Troubleshooting

When diskless clients refuse to boot, they do so rather emphatically. Shuffling machines and hostnames to accommodate changes in personnel increases the likelihood that a diskless machine will refuse to boot. Start debugging by verifying that hostnames, IP addresses, and Ethernet addresses are all properly registered on boot and NIS servers. The point at which the boot fails usually indicates where to look next for the problem: machines that cannot even locate a boot block may be getting the wrong boot information, while machines that boot but cannot enter single-user mode may be missing their /usr filesystems.

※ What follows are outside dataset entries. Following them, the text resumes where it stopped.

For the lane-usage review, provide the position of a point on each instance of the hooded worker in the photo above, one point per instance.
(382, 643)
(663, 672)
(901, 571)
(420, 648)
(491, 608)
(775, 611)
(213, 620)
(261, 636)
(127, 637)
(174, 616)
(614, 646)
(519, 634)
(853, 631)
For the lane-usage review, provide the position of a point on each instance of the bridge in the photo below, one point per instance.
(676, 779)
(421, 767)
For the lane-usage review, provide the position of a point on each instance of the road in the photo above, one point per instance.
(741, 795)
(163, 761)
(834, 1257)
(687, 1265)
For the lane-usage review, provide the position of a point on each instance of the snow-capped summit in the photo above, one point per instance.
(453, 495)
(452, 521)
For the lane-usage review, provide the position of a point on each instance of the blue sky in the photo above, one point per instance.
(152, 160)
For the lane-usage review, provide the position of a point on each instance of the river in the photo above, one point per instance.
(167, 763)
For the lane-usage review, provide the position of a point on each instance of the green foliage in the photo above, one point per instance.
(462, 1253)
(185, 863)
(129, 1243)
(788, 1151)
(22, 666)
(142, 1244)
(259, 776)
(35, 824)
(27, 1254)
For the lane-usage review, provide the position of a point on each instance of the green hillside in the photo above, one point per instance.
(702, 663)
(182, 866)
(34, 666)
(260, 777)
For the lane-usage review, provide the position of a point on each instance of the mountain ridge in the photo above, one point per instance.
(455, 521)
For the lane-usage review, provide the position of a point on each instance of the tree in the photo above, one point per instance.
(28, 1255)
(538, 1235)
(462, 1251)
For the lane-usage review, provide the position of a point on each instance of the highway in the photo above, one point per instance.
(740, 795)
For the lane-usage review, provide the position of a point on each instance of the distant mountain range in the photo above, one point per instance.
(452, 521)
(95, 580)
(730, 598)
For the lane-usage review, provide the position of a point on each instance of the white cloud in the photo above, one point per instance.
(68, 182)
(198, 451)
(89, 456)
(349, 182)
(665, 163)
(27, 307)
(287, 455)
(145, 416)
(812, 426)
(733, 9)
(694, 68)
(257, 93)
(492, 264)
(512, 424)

Missing and inconsistent client information

There are a few pieces of missing host information that are easily tracked down. If a client tries to boot but gets no RARP response, check that the NIS ethers map or the /etc/ethers files on the boot servers contain an entry for the client with the proper MAC address. A client reports RARP failures by complaining that it cannot get its IP address. Diskless clients that boot part-way but hang after mounting their root filesystems may have /etc/hosts files that do not agree with the NIS ethers or hosts maps. It's also possible that the client booted using one name and IP address combination, but chose to use a different name while going through the single-user boot process. Check the boot scripts to be sure that the client is using the proper hostname, and also check that its local /etc/hosts file agrees with the NIS maps. Other less obvious failures may be due to confusion with the bootparams map and the bootparamd daemon. Since the diskless client broadcasts a request for boot parameters, any host running bootparamd can answer it, and that server may have an incorrect /etc/bootparams file, or it may have bound to an NIS server with an out-of-date map. Sometimes when you correct information, things still do not work. The culprit could be caching. Solaris has a name service cached daemon, /usr/sbin/nscd, which, if running, acts as a frontend for some databases maintained in /etc or NIS. The nscd daemon could return stale information and also stale negative information, such as a failed lookup of an IP address in the hosts file or map. You can re-invoke nscd with the -i option to invalidate the cache. See the manpage for more details.

Checking boot parameters

The bootparamd daemon returns a fairly large bundle of values to a diskless client. In addition to the pathnames used for root and swap filesystems, the diskless client gets the name of its boot server and a default route. Depending on how the /etc/nsswitch.conf is set up, the boot server takes values from a local /etc/bootparams, so ensure that local file copies match NIS maps if they are used. Changing the map on the NIS master server will not help a diskless client if its boot server uses only a local copy of the boot parameters file.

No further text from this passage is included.